Die Kraft des Jogllands erleben
In St. Jakob im Walde wird am neuen "Kräftereich" gebaut. Die Erlebnisausstellung soll in Zukunft das neue Zentrum der Kraftspendedörfer im Joglland bilden. 2,6 Millionen Euro werden investiert.
Viele bedeutsame Dinge zwischen Wissen und Glaube, die im Joglland zu finden sind, werden die Besucher im neuen "Kräftereich" ab kommenden Jahr in St. Jakob im Walde finden. Da wundert es nicht, wenn sogar der Planungsprozess den Bezug zu einer biblischen Zahl hat. "Es ist ein nachhaltiges Projekt, das innerhalb einer siebenjährigen Nachdenkphase entstanden ist", erklärte der St. Jakober Bürgermeister Anton Doppler diese Woche beim "Baustellenfest", das den Spatenstich ersetzte.
Glaube und Wissenschaft. Ausstellungsgestalter Hans Peter Kudlich nimmt sich auf 1600 Quadratmetern im ehemaligen Pfarrstall des Ortes der unterschiedlichen Formen von "Kraft" an und setzt sie effektvoll um. Beispiele sind Erdstrahlen, mystische Orte oder die Kräfte des Mondes und des Wassers. "Dabei soll immer die Balance zwischen Glaube und Wissenschaft gehalten werden. Wir werten nicht, sondern stellen die Phänomene mit ihrem Für und Wider anschaulich dar", erläutert Kudlich. Die Besucher sollen sich dann auf den Weg machen und die Kräfte selbst in der Region entdecken.

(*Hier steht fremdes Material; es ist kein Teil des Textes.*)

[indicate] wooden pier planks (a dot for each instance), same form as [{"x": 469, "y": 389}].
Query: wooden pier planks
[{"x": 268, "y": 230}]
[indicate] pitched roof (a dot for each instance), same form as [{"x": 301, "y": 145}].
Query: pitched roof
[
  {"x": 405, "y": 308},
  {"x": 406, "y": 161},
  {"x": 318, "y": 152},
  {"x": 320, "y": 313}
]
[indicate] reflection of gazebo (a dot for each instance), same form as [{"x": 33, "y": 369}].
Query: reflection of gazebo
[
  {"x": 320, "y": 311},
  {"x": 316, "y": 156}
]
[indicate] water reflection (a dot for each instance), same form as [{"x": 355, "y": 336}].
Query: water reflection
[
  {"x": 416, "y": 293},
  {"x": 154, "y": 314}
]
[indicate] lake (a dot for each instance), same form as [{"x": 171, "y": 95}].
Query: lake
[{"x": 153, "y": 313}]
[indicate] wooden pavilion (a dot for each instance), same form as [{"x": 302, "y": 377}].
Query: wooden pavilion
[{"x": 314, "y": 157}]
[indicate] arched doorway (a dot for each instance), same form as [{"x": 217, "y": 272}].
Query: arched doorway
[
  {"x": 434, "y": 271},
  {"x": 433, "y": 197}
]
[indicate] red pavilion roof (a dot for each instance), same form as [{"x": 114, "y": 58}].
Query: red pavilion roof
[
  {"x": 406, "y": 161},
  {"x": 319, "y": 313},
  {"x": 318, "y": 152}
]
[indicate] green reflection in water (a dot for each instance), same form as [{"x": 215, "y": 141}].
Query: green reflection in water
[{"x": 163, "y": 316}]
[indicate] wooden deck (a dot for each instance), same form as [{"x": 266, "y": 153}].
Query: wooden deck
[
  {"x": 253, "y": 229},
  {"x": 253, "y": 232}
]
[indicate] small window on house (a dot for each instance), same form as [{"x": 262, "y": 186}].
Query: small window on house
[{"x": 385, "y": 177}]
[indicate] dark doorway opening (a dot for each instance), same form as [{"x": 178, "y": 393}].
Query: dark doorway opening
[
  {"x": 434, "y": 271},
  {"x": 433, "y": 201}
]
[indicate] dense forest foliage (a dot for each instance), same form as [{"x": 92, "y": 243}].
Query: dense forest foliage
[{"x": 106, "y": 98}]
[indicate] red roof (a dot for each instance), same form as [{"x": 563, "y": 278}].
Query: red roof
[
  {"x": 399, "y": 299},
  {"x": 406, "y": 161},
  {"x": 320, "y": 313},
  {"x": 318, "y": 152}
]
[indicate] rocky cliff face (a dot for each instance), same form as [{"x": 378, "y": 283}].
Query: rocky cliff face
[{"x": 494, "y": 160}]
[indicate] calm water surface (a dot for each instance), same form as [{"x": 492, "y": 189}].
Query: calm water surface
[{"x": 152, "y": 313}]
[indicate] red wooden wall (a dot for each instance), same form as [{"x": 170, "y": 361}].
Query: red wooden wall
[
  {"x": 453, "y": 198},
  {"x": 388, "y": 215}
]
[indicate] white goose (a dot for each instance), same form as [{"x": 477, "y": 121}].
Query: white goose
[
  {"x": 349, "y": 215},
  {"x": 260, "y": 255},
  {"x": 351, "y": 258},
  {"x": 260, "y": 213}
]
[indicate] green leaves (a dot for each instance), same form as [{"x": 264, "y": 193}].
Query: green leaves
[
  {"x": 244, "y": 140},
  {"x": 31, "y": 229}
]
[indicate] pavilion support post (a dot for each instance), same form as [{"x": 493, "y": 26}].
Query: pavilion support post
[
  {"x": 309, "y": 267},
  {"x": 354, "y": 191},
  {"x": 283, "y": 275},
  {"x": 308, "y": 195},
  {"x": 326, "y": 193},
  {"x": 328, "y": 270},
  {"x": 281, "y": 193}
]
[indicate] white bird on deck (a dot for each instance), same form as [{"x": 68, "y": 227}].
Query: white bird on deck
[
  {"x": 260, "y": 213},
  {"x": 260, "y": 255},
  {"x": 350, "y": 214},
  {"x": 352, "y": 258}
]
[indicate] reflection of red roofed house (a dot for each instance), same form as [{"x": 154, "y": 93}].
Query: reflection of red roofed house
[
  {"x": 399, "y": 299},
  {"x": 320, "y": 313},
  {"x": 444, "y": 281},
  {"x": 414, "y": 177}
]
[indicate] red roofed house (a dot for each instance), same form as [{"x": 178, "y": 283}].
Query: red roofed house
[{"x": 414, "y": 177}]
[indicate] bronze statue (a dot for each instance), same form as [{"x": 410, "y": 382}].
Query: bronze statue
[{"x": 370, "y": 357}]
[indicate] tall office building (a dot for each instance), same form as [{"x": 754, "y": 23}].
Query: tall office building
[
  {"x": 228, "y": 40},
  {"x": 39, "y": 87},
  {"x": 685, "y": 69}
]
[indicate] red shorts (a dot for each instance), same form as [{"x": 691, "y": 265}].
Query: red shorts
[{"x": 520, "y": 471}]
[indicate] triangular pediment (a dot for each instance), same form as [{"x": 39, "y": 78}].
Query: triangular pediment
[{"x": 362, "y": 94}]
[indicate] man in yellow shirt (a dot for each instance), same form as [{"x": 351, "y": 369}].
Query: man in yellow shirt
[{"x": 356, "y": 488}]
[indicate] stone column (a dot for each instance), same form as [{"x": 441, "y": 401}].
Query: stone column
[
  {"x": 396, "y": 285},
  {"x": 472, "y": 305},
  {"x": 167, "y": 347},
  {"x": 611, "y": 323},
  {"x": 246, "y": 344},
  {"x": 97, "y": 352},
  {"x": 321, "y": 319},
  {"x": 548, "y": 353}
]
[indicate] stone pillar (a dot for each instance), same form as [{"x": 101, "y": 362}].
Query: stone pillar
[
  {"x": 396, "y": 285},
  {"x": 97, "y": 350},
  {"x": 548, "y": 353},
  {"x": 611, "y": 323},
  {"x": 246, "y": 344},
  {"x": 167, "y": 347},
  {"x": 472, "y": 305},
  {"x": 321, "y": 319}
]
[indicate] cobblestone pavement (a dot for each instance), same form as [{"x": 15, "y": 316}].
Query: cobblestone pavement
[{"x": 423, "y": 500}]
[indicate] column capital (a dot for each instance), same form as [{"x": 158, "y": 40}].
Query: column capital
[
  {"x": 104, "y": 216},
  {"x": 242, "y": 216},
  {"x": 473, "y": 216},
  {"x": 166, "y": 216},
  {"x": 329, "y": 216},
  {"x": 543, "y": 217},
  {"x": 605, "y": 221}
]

30.000 Besucher sollen kommen. Das Angebot soll regelmäßig durch Sonderausstellungen ergänzt werden. Außerdem sind jährliche Diskussionsforen mit Experten geplant, die ein fachlich tiefer interessiertes Publikum anlocken sollen. Geöffnet ist das "Kräftereich" zwischen April und Oktober, langfristiges Ziel sind 30.000 Besucher pro Jahr und eine entsprechende Steigerung der Nächtigungen in der Region. "Damit es erfolgreich wird, brauchen wird die Mithilfe der ganzen Region", appellierte Bürgermeister Doppler, die Chancen des Projekts zu nutzen.